Of course, in real life they have; asset owners may have different plans than the central MMT planner, and labor markets can be unsynchronized for other reasons – geography, welfare payments, structural and frictional unemployment – than insufficient demand (if there even is such a thing). Adjusting Ludwig von Mises’ fable of the master builder only a little: if you find yourself in a minefield, the solution is not – as Kelton and others who worry about slack and spare capacity would have you do – to run as fast as you possibly could. It’s to stand still, survey the terrain, and carefully retrace your steps until you’re once again on safe ground.

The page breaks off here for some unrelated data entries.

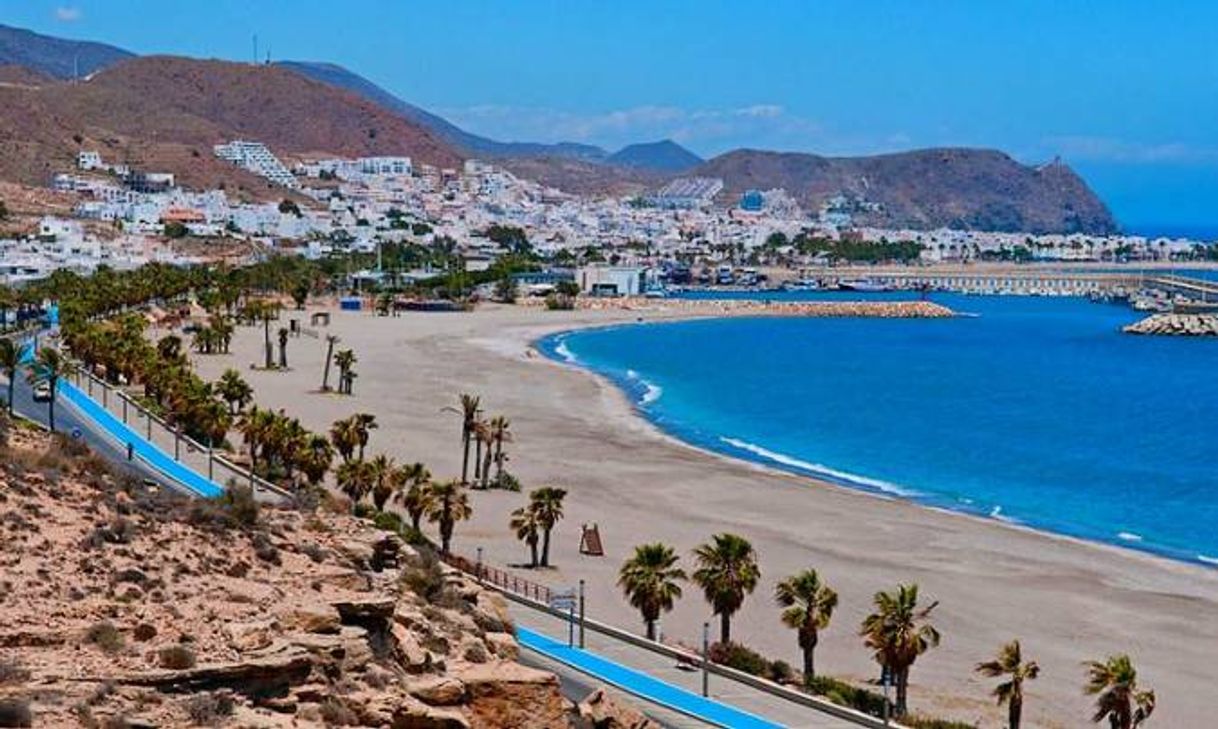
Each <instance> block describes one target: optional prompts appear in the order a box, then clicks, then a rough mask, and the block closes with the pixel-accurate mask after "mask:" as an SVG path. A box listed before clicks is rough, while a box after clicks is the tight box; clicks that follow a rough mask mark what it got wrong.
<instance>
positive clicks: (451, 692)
mask: <svg viewBox="0 0 1218 729" xmlns="http://www.w3.org/2000/svg"><path fill="white" fill-rule="evenodd" d="M406 690H407V691H408V692H409V694H410V695H412V696H414V697H415V699H418V700H419V701H423V702H424V703H430V705H431V706H456V705H458V703H463V702H464V700H465V684H463V683H460V682H459V680H457V679H456V678H452V677H449V675H430V677H425V678H418V679H413V680H410V682H407V684H406Z"/></svg>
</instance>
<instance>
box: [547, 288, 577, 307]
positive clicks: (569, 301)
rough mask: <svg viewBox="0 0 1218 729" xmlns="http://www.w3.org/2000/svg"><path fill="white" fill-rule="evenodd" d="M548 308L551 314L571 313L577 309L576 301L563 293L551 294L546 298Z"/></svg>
mask: <svg viewBox="0 0 1218 729" xmlns="http://www.w3.org/2000/svg"><path fill="white" fill-rule="evenodd" d="M546 308H547V309H549V310H551V312H570V310H571V309H574V308H575V299H574V298H571V297H569V296H565V295H561V293H551V295H549V296H547V297H546Z"/></svg>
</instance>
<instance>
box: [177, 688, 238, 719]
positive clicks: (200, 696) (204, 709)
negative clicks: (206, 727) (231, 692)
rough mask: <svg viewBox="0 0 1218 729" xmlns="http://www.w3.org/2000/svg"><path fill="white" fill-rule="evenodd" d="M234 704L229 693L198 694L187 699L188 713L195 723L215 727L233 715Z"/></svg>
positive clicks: (196, 694) (187, 708)
mask: <svg viewBox="0 0 1218 729" xmlns="http://www.w3.org/2000/svg"><path fill="white" fill-rule="evenodd" d="M234 706H235V705H234V702H233V697H231V696H229V695H228V694H196V695H194V696H191V697H190V699H188V700H186V714H188V716H189V717H190V720H191V722H192V723H194V724H199V725H202V727H214V725H218V724H220V723H222V722H223V720H224V718H225V717H230V716H233V708H234Z"/></svg>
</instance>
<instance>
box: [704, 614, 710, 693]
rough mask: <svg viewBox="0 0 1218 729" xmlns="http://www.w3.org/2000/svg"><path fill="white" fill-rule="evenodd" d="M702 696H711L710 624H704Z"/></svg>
mask: <svg viewBox="0 0 1218 729" xmlns="http://www.w3.org/2000/svg"><path fill="white" fill-rule="evenodd" d="M702 695H703V696H710V623H703V624H702Z"/></svg>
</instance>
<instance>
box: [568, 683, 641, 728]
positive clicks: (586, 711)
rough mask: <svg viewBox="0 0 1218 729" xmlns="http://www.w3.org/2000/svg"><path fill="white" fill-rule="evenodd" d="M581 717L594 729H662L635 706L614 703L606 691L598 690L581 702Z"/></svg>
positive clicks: (614, 702) (599, 689)
mask: <svg viewBox="0 0 1218 729" xmlns="http://www.w3.org/2000/svg"><path fill="white" fill-rule="evenodd" d="M579 711H580V717H581V718H582V719H585V720H587V722H588V723H590V724H592V727H593V729H660V725H659V724H658V723H655V722H653V720H652V719H649V718H648V717H647V716H646V714H643V712H641V711H638V710H637V708H635V707H633V706H630V705H627V703H621V702H618V701H614V700H613V699H610V697H609V695H608V694H605V690H604V689H597V690H596V691H592V692H591V694H588V697H587V699H585V700H583V701H581V702H580V707H579Z"/></svg>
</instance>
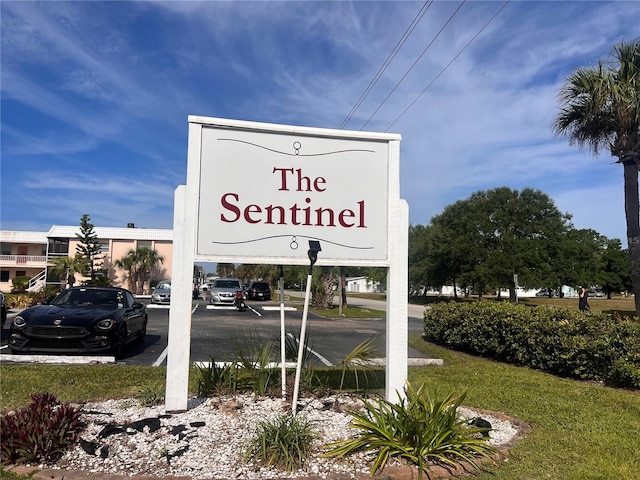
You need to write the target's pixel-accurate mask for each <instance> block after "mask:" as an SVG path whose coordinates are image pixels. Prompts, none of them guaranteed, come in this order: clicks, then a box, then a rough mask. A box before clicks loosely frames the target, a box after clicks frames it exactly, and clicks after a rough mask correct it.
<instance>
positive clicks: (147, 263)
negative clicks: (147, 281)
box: [138, 247, 164, 289]
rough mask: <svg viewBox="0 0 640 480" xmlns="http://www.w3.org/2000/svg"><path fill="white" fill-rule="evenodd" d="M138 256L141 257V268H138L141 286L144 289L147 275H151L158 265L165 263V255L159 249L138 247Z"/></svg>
mask: <svg viewBox="0 0 640 480" xmlns="http://www.w3.org/2000/svg"><path fill="white" fill-rule="evenodd" d="M138 256H139V258H140V268H139V270H138V273H139V275H140V278H139V280H140V282H141V287H143V289H144V282H145V280H147V277H149V274H150V273H151V271H152V270H153V269H154V268H155V267H156V266H158V265H159V264H161V263H164V257H163V256H162V255H160V254H159V253H158V252H157V251H155V250H153V249H151V248H147V247H140V248H138Z"/></svg>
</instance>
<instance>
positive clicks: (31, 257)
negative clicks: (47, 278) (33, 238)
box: [0, 255, 47, 268]
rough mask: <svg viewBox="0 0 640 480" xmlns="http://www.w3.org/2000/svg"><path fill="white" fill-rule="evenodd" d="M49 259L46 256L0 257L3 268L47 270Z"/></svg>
mask: <svg viewBox="0 0 640 480" xmlns="http://www.w3.org/2000/svg"><path fill="white" fill-rule="evenodd" d="M46 266H47V257H46V256H44V255H0V267H2V268H45V267H46Z"/></svg>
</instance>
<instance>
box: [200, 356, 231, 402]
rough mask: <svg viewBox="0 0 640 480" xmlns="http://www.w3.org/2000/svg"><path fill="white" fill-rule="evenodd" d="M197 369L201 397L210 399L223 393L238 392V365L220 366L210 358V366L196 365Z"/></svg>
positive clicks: (211, 358) (228, 364)
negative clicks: (201, 365)
mask: <svg viewBox="0 0 640 480" xmlns="http://www.w3.org/2000/svg"><path fill="white" fill-rule="evenodd" d="M195 367H196V372H197V376H198V396H199V397H208V396H210V395H213V394H214V393H220V392H222V391H231V392H234V391H236V388H237V380H236V378H237V375H236V370H237V365H236V364H235V363H228V364H224V365H222V366H218V365H217V364H216V361H215V359H214V358H213V357H212V356H209V364H208V365H204V366H201V365H197V364H196V366H195Z"/></svg>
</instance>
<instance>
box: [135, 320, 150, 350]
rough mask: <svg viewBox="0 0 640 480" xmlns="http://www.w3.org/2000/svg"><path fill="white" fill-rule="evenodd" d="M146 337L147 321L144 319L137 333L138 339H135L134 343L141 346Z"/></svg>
mask: <svg viewBox="0 0 640 480" xmlns="http://www.w3.org/2000/svg"><path fill="white" fill-rule="evenodd" d="M146 336H147V319H146V318H145V320H144V323H143V324H142V328H141V329H140V332H139V333H138V338H137V339H136V341H137V342H138V343H140V344H141V345H144V339H145V338H146Z"/></svg>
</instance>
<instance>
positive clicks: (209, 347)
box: [0, 292, 425, 366]
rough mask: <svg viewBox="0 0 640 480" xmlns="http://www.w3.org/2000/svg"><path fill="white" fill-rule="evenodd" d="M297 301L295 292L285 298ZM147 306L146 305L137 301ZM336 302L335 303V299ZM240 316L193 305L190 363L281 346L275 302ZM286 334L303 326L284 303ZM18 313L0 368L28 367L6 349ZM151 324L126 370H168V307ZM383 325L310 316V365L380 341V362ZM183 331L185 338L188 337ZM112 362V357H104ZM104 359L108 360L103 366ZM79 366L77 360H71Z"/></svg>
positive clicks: (382, 355) (259, 304) (2, 339)
mask: <svg viewBox="0 0 640 480" xmlns="http://www.w3.org/2000/svg"><path fill="white" fill-rule="evenodd" d="M288 293H290V294H293V295H296V293H295V292H288ZM141 301H143V302H145V303H146V302H148V300H146V299H141ZM336 301H337V299H336ZM247 304H248V306H249V308H248V309H247V310H245V311H244V312H238V311H236V310H235V309H227V308H212V306H211V305H208V304H207V302H205V301H204V300H201V299H199V300H194V301H193V310H192V312H193V313H192V319H191V356H190V358H191V361H193V362H207V361H209V359H210V357H212V358H213V359H214V360H215V361H229V360H233V359H234V358H235V356H236V355H235V350H234V340H236V341H237V342H238V343H240V344H244V343H245V342H247V341H250V340H251V339H257V338H262V339H272V340H274V341H275V342H276V345H277V346H278V347H279V344H280V309H279V305H280V303H279V301H273V300H272V301H264V302H263V301H250V302H247ZM349 305H350V306H361V307H365V308H371V309H375V310H382V311H384V310H385V309H386V303H385V302H384V301H377V300H368V299H360V298H353V297H349ZM285 307H286V311H285V331H286V332H287V334H288V335H290V336H294V337H295V338H298V337H299V335H300V327H301V320H302V313H303V312H302V310H303V305H302V302H301V301H285ZM423 312H424V307H421V306H417V305H409V332H410V333H421V332H422V316H423ZM15 314H16V312H15V311H12V312H10V313H9V318H8V320H7V323H6V324H5V327H4V329H3V330H2V336H1V342H0V362H2V363H8V362H14V361H18V360H19V361H20V362H24V361H28V360H29V356H25V355H15V356H14V355H11V353H10V350H9V349H8V347H7V337H8V327H9V324H10V322H11V318H12V317H13V316H15ZM148 314H149V322H148V326H147V336H146V339H145V342H144V345H139V346H136V345H130V346H128V348H127V350H126V352H125V355H124V356H123V358H121V359H119V360H118V363H123V364H127V365H156V366H158V365H166V356H167V341H168V333H169V307H168V306H167V305H162V306H160V305H149V306H148ZM385 332H386V320H385V319H384V318H368V319H349V318H337V319H329V318H325V317H321V316H317V315H313V314H311V313H310V314H309V316H308V321H307V339H308V343H307V345H308V346H309V347H310V348H311V349H312V351H313V352H312V353H313V355H312V356H311V359H312V361H314V362H315V363H316V364H318V365H335V364H338V363H339V362H340V361H341V360H342V359H343V358H344V357H345V356H346V355H347V354H348V353H349V352H351V351H352V350H353V349H354V348H355V347H356V346H357V345H358V344H360V343H361V342H362V341H364V340H365V339H367V338H369V337H371V336H374V335H378V337H377V340H376V346H377V348H378V350H379V352H380V356H381V357H384V355H385V348H386V347H385ZM186 333H187V332H186V330H185V334H186ZM47 357H51V358H46V359H43V358H40V359H36V360H39V361H46V362H49V363H65V360H66V359H65V358H64V357H67V356H60V355H57V356H47ZM409 357H410V358H425V355H424V354H422V353H421V352H418V351H415V350H413V349H410V350H409ZM108 358H112V357H108ZM108 358H107V357H104V359H102V358H100V357H99V358H98V359H96V358H92V359H89V361H96V360H97V361H105V362H108V361H109V360H108ZM105 359H106V360H105ZM73 360H74V361H78V362H81V361H82V360H81V359H80V358H73Z"/></svg>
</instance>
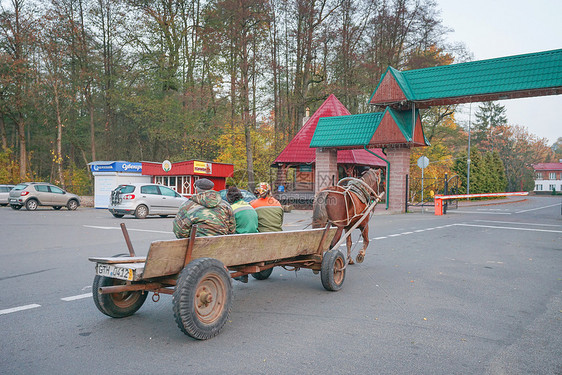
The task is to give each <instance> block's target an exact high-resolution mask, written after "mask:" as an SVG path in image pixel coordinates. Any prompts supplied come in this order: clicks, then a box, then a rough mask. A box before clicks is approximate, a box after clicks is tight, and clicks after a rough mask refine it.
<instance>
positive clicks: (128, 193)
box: [107, 183, 188, 219]
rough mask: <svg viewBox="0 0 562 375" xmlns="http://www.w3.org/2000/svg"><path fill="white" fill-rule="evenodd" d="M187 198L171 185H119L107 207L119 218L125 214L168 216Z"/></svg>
mask: <svg viewBox="0 0 562 375" xmlns="http://www.w3.org/2000/svg"><path fill="white" fill-rule="evenodd" d="M187 200H188V199H187V198H185V197H183V196H181V195H180V194H178V193H177V192H175V191H174V190H172V189H170V188H169V187H166V186H162V185H157V184H146V183H136V184H128V185H119V186H118V187H117V188H116V189H115V190H113V191H112V192H111V199H110V202H109V207H108V208H107V209H108V210H109V212H111V214H112V215H113V216H115V217H119V218H120V217H123V216H125V215H134V216H135V217H136V218H137V219H144V218H145V217H147V216H148V215H160V216H161V217H167V216H168V215H175V214H177V213H178V211H179V208H180V206H181V205H182V204H183V203H184V202H186V201H187Z"/></svg>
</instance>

Only from there can you try to go around the minefield.

Even so, if and when idle resources and unemployed labor do not abound, government spending crowds out private spending and the alleged macroeconomic benefits come to a close (or public wants must trade off private wants). 

Aren’t Governments and Central Banks doing MMT Right Now?

Against James K. Galbraith’s argument that the MMT was vindicated by central bank actions of 2020, my AIER colleague Nicolás Cachanosky notes that

“The government spent a lot of money in a short period of time and inflation expectations remained below two percent. But that doesn’t tell us much about how such a policy would work in normal times. And the supposed evidence offered in support of MMT is also consistent with the standard view. To the extent that the fear of pandemic and government lockdown orders slowed spending, good old-fashioned monetary theory explains the observed low inflation rate in 2020.”

The real test for MMT is not the fervor with which policymakers around the world have taken MMT-like actions in the midst of a stop-all pandemic economy, but in a “normal” economy. If we make lots of resources idle (4), which governments did when they engineered a recession last year, MMT collapses into standard counter-cyclical Keynesianism with at best some cosmetic differences in form.

It’s not under today’s conditions that MMT’s policies must deliver, but in pre-pandemic years where unemployment had virtually disappeared, wages were rising across the income distribution, median incomes were rising, and labor force participation reversed its decades-long decline. Spending government funds like it’s World War II and doubling the monetary base during those conditions (without hitting capacity constraints!) is what would vindicate MMT. 

The MMT mistake lies in believing that any alleged shortfall in money or supply of U.S. Treasuries is big enough to finance their entire policy wish list for the foreseeable future. It also assumes that any potential labor or capital goods not currently used can be effortlessly moved to whatever production line politicians desire, without causing prices or wages to increase.

While MMT seems to offer grand justifications for spendthrift governments, the more (3) and (4) hold, the less revolutionary (1) and (2) seem. The monetary theory that calls itself modern remains mystically inadequate.